Chereads / The Last Architect / Chapter 2 - Part 2: The Ruined World

Chapter 2 - Part 2: The Ruined World

The exit was worse than Elias expected.

The reinforced steel doors, designed to withstand catastrophic failures, had melted. The once-smooth metal was warped inward, twisted like wax beneath a blowtorch. Whatever had done this hadn't just broken in—it had rewritten the rules of physics to do it.

Beside the ruined doors, a control panel sparked weakly, its screen frozen on an ancient emergency warning:

GLOBAL ALERT: NUCLEAR EVENT DETECTED

CONTAINMENT BREACH IMMINENT

ALL PERSONNEL EVACUATE IMMEDIATELY

Elias let out a dry laugh. "Yeah. Great timing."

He exhaled sharply and pressed a hand against the metal. Cold. Lifeless. There was no getting through this way. If the doors had fused shut, there was only one option left.

The scenic route.

He turned down an adjacent hallway, wincing as his boots crunched over shattered glass and debris. Every step felt heavier. It wasn't just the exhaustion—it was the uncertainty.
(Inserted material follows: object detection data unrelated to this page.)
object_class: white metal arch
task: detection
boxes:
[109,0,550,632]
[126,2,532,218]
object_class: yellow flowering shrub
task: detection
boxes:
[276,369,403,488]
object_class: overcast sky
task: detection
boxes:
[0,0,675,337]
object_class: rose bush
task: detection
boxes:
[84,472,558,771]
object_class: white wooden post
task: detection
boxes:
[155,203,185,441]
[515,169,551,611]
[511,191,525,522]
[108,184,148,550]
What if there's nothing left?

That question had been gnawing at the back of his mind since he woke up. Now, with every flickering emergency light and every overturned chair, it grew louder.

A stairwell loomed ahead, leading to the surface. The rusted railing groaned under his grip as he started climbing. His legs ached, lungs burning with every step. Floor after floor, past shattered workstations and flickering signs warning of containment failures.

Halfway up, he stopped. A thought struck him like ice water down his spine.

What if I open this door… and there's nothing?

No sky. No earth. Just—gone?

The idea lodged itself in his chest, irrational but suffocating.

He swallowed hard. One way to find out.

At the top of the stairwell, a door waited.

Elias pressed his fingers against the handle, feeling the weight of the unknown beyond it. He drew in a slow breath, bracing himself—then shoved it open.

Blinding light.

His eyes burned as he staggered back, blinking rapidly. His brain scrambled to adjust, to process.

And then he saw it.

The world was still here.

But it was broken beyond recognition.

The sky above was a sickly shade of orange, clouds swirling in slow, unnatural spirals as if lost in their own confusion. The city beyond the facility was nothing but a jagged skeleton—collapsing skyscrapers, twisted metal, streets swallowed by dust and decay.

Fires still smoldered in the distance, sending black plumes into the dead sky. The air was thick with the sharp, metallic tang of radiation and scorched earth. The wind howled through the ruins, but it carried no voices. No traffic. No distant hum of civilization.

Just emptiness.

Elias took a slow step forward, his boot kicking up a cloud of ash. His heart pounded, his breaths shallow.

This wasn't just destruction. This was erasure.

Something in him buckled. A feeling too big to name, too vast to hold. Dread? Grief? It settled deep in his gut, cold and unshakable.

And then—because his brain had no clue how else to handle this—he muttered:

"Well. On the bright side… parking's gonna be a breeze."

A weak, humorless chuckle left him, barely more than breath. It wasn't even funny.

But if he stopped cracking jokes, if he really let himself process what he was looking at…

He might not be able to move at all.

Elias clenched his fists. Standing here wouldn't change anything. The world had already ended. But he was still breathing.

And if he was the last man on Earth…

Then he sure as hell wasn't going to die standing still.

He took his first real step into the wasteland.